Ekonomist Selçuk Geçer'e göre ise asıl sorun hükümetin bugüne kadar mevcut durumu hiçbir zaman kabullenmemesi. Sorun kabullenip buna göre çözüm odaklı programlar hayata geçirilmediği için hükümet sürekli palyatif (geçici-yüzeysel) tedbirlerle işi kurtarmaya çalışıyor ve "sıkıntı yok" havası yaratıyor.

 

Selçuk Geçer
Selçuk Geçer / Fotoğraf: Twitter

 

"Bu bir kriz ve ciddi bir bunalımdır" denilmesini de beklemediğini söyleyen Geçer, "Daha önceki hükümetlerde özellikle kurumlar daha şeffaf olduğu için takır takır her şey ortaya dökülüyordu ve mecburen kriz olduğunu kabul ediyorlardı. Mesela 5 Nisan 1994 krizi ya da 2001 krizi gibi" diye konuştu. 

"Çok daha büyük sosyal sıkıntılarla karşı karşıya kalacağız" 

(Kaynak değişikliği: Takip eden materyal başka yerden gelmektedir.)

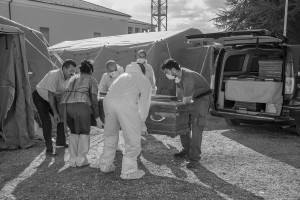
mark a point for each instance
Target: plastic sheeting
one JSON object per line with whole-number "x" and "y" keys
{"x": 123, "y": 49}
{"x": 16, "y": 116}
{"x": 37, "y": 64}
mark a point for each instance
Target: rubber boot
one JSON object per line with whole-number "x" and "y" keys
{"x": 73, "y": 146}
{"x": 83, "y": 149}
{"x": 133, "y": 175}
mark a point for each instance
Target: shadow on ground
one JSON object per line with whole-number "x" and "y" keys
{"x": 157, "y": 153}
{"x": 269, "y": 140}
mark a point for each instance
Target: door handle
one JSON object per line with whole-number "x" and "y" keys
{"x": 157, "y": 120}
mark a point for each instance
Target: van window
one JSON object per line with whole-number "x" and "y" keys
{"x": 234, "y": 63}
{"x": 254, "y": 66}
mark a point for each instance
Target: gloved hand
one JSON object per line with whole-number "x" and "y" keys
{"x": 99, "y": 122}
{"x": 153, "y": 91}
{"x": 144, "y": 129}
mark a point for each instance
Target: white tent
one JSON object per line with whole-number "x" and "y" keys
{"x": 123, "y": 49}
{"x": 16, "y": 116}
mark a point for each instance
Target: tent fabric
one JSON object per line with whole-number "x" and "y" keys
{"x": 37, "y": 64}
{"x": 16, "y": 115}
{"x": 123, "y": 49}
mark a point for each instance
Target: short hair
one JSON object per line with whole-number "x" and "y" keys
{"x": 170, "y": 64}
{"x": 68, "y": 62}
{"x": 86, "y": 67}
{"x": 142, "y": 51}
{"x": 110, "y": 63}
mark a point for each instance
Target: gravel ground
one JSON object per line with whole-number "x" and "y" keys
{"x": 245, "y": 162}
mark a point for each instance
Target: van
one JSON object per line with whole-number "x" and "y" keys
{"x": 256, "y": 77}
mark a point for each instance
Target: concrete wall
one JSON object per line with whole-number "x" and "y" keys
{"x": 140, "y": 27}
{"x": 64, "y": 23}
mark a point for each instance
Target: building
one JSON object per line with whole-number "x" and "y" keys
{"x": 61, "y": 20}
{"x": 135, "y": 26}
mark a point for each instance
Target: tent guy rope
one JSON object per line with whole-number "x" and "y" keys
{"x": 42, "y": 53}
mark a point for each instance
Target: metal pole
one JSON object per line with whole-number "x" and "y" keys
{"x": 285, "y": 17}
{"x": 159, "y": 15}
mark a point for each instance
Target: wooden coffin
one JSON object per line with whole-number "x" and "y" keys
{"x": 168, "y": 116}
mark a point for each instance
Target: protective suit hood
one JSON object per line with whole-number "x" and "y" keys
{"x": 134, "y": 68}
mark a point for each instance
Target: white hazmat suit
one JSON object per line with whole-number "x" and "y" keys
{"x": 126, "y": 105}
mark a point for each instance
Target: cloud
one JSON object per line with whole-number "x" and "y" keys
{"x": 182, "y": 14}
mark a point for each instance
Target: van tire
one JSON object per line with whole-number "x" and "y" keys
{"x": 232, "y": 122}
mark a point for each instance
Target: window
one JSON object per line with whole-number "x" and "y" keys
{"x": 45, "y": 32}
{"x": 234, "y": 63}
{"x": 130, "y": 30}
{"x": 96, "y": 34}
{"x": 254, "y": 66}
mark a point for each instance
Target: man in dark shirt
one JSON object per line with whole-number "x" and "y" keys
{"x": 192, "y": 88}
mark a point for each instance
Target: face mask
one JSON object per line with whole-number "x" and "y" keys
{"x": 170, "y": 77}
{"x": 141, "y": 60}
{"x": 114, "y": 74}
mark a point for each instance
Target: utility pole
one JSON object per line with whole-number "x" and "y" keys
{"x": 159, "y": 18}
{"x": 285, "y": 17}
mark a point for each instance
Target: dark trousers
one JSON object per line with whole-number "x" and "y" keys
{"x": 44, "y": 110}
{"x": 192, "y": 141}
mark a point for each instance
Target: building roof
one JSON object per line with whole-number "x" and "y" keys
{"x": 80, "y": 4}
{"x": 138, "y": 22}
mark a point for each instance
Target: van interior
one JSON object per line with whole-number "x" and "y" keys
{"x": 250, "y": 81}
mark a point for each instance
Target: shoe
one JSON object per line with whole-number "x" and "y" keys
{"x": 50, "y": 153}
{"x": 181, "y": 154}
{"x": 62, "y": 145}
{"x": 107, "y": 168}
{"x": 134, "y": 175}
{"x": 192, "y": 164}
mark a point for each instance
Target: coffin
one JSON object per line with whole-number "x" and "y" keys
{"x": 168, "y": 116}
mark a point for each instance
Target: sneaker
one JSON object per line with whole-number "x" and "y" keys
{"x": 62, "y": 145}
{"x": 50, "y": 152}
{"x": 192, "y": 164}
{"x": 181, "y": 154}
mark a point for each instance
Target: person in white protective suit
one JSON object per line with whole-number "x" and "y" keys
{"x": 149, "y": 73}
{"x": 126, "y": 105}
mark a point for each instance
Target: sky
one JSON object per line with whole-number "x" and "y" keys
{"x": 182, "y": 14}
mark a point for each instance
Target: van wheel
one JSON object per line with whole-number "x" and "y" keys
{"x": 298, "y": 129}
{"x": 232, "y": 122}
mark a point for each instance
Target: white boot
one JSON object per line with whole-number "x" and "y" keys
{"x": 73, "y": 146}
{"x": 83, "y": 149}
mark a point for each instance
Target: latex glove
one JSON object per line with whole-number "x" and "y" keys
{"x": 144, "y": 129}
{"x": 153, "y": 91}
{"x": 56, "y": 118}
{"x": 99, "y": 122}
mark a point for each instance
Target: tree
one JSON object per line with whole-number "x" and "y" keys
{"x": 260, "y": 14}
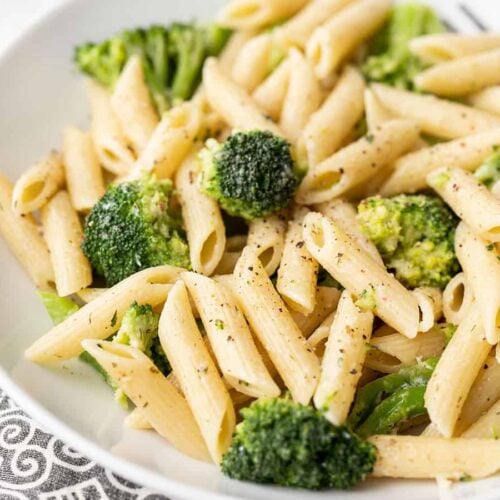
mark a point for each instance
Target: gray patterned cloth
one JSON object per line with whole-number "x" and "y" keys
{"x": 36, "y": 465}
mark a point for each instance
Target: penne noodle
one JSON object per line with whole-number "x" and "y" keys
{"x": 343, "y": 259}
{"x": 34, "y": 188}
{"x": 102, "y": 317}
{"x": 198, "y": 377}
{"x": 434, "y": 116}
{"x": 444, "y": 47}
{"x": 479, "y": 260}
{"x": 254, "y": 14}
{"x": 112, "y": 148}
{"x": 332, "y": 42}
{"x": 411, "y": 170}
{"x": 202, "y": 220}
{"x": 266, "y": 237}
{"x": 160, "y": 403}
{"x": 417, "y": 457}
{"x": 343, "y": 359}
{"x": 24, "y": 240}
{"x": 273, "y": 325}
{"x": 469, "y": 199}
{"x": 462, "y": 76}
{"x": 230, "y": 338}
{"x": 132, "y": 105}
{"x": 357, "y": 163}
{"x": 298, "y": 271}
{"x": 455, "y": 372}
{"x": 329, "y": 127}
{"x": 83, "y": 173}
{"x": 63, "y": 233}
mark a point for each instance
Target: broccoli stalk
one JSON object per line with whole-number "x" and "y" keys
{"x": 252, "y": 174}
{"x": 132, "y": 228}
{"x": 289, "y": 444}
{"x": 390, "y": 60}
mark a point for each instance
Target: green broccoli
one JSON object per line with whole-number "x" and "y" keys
{"x": 390, "y": 60}
{"x": 414, "y": 235}
{"x": 252, "y": 174}
{"x": 132, "y": 228}
{"x": 172, "y": 58}
{"x": 289, "y": 444}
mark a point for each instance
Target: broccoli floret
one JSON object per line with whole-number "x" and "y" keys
{"x": 390, "y": 60}
{"x": 172, "y": 58}
{"x": 252, "y": 174}
{"x": 289, "y": 444}
{"x": 414, "y": 235}
{"x": 131, "y": 228}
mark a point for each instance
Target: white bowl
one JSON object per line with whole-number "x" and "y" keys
{"x": 40, "y": 93}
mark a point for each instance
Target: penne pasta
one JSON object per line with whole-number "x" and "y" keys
{"x": 273, "y": 325}
{"x": 63, "y": 233}
{"x": 230, "y": 338}
{"x": 357, "y": 163}
{"x": 332, "y": 42}
{"x": 24, "y": 240}
{"x": 479, "y": 260}
{"x": 434, "y": 116}
{"x": 343, "y": 359}
{"x": 34, "y": 188}
{"x": 102, "y": 317}
{"x": 83, "y": 173}
{"x": 455, "y": 372}
{"x": 160, "y": 403}
{"x": 198, "y": 377}
{"x": 343, "y": 259}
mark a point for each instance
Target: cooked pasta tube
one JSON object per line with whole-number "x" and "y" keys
{"x": 356, "y": 270}
{"x": 455, "y": 372}
{"x": 417, "y": 457}
{"x": 329, "y": 127}
{"x": 332, "y": 42}
{"x": 358, "y": 162}
{"x": 444, "y": 47}
{"x": 266, "y": 237}
{"x": 83, "y": 172}
{"x": 254, "y": 14}
{"x": 132, "y": 105}
{"x": 198, "y": 377}
{"x": 35, "y": 186}
{"x": 170, "y": 142}
{"x": 102, "y": 317}
{"x": 24, "y": 240}
{"x": 273, "y": 325}
{"x": 434, "y": 116}
{"x": 63, "y": 233}
{"x": 462, "y": 76}
{"x": 298, "y": 271}
{"x": 298, "y": 30}
{"x": 484, "y": 393}
{"x": 343, "y": 359}
{"x": 202, "y": 220}
{"x": 327, "y": 299}
{"x": 343, "y": 214}
{"x": 160, "y": 403}
{"x": 303, "y": 97}
{"x": 479, "y": 260}
{"x": 487, "y": 426}
{"x": 112, "y": 147}
{"x": 469, "y": 199}
{"x": 457, "y": 297}
{"x": 230, "y": 338}
{"x": 232, "y": 103}
{"x": 411, "y": 170}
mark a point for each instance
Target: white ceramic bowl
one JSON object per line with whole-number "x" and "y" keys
{"x": 40, "y": 93}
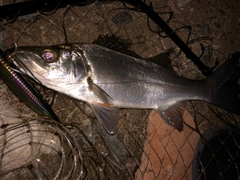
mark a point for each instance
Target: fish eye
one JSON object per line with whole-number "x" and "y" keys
{"x": 49, "y": 55}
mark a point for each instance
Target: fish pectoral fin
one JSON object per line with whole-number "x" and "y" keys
{"x": 99, "y": 92}
{"x": 107, "y": 115}
{"x": 173, "y": 115}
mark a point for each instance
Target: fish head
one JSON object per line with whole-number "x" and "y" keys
{"x": 59, "y": 65}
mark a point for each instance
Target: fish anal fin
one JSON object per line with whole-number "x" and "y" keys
{"x": 107, "y": 115}
{"x": 173, "y": 115}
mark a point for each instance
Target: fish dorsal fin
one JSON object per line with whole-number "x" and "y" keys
{"x": 99, "y": 92}
{"x": 173, "y": 115}
{"x": 107, "y": 115}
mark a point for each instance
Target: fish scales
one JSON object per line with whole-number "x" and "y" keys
{"x": 109, "y": 80}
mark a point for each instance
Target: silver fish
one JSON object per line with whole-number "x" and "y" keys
{"x": 109, "y": 80}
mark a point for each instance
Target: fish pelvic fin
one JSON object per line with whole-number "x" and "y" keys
{"x": 224, "y": 87}
{"x": 107, "y": 115}
{"x": 173, "y": 115}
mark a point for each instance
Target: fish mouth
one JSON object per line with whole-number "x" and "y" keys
{"x": 28, "y": 63}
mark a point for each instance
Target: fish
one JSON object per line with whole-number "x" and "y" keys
{"x": 23, "y": 89}
{"x": 109, "y": 80}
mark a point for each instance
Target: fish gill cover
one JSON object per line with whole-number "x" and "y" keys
{"x": 144, "y": 147}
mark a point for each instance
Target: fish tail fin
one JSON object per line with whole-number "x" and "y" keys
{"x": 224, "y": 87}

Lafla peynir gemisi yürütülme gayretinin gösterildiğinin altını çizen Selçuk Geçer, sözlerini şöyle tamamladı: 

"Sözlü olarak bu süreci yürütmeye çalışıyorlar. ‘Herhangi bir kriz yok. Merak etmeyin, her şey harika' diye günü kurtarmaya ve bir şekilde bu süreci seçimlere kadar devam ettirmeye çalışıyorlar. Seçimlerde de kazanırlarsa eğer ondan sonra öyle veya böyle adını koymak zorunda kalacaklar. Ya da çok daha büyük sosyal sıkıntılarla karşı karşıya kalacağız."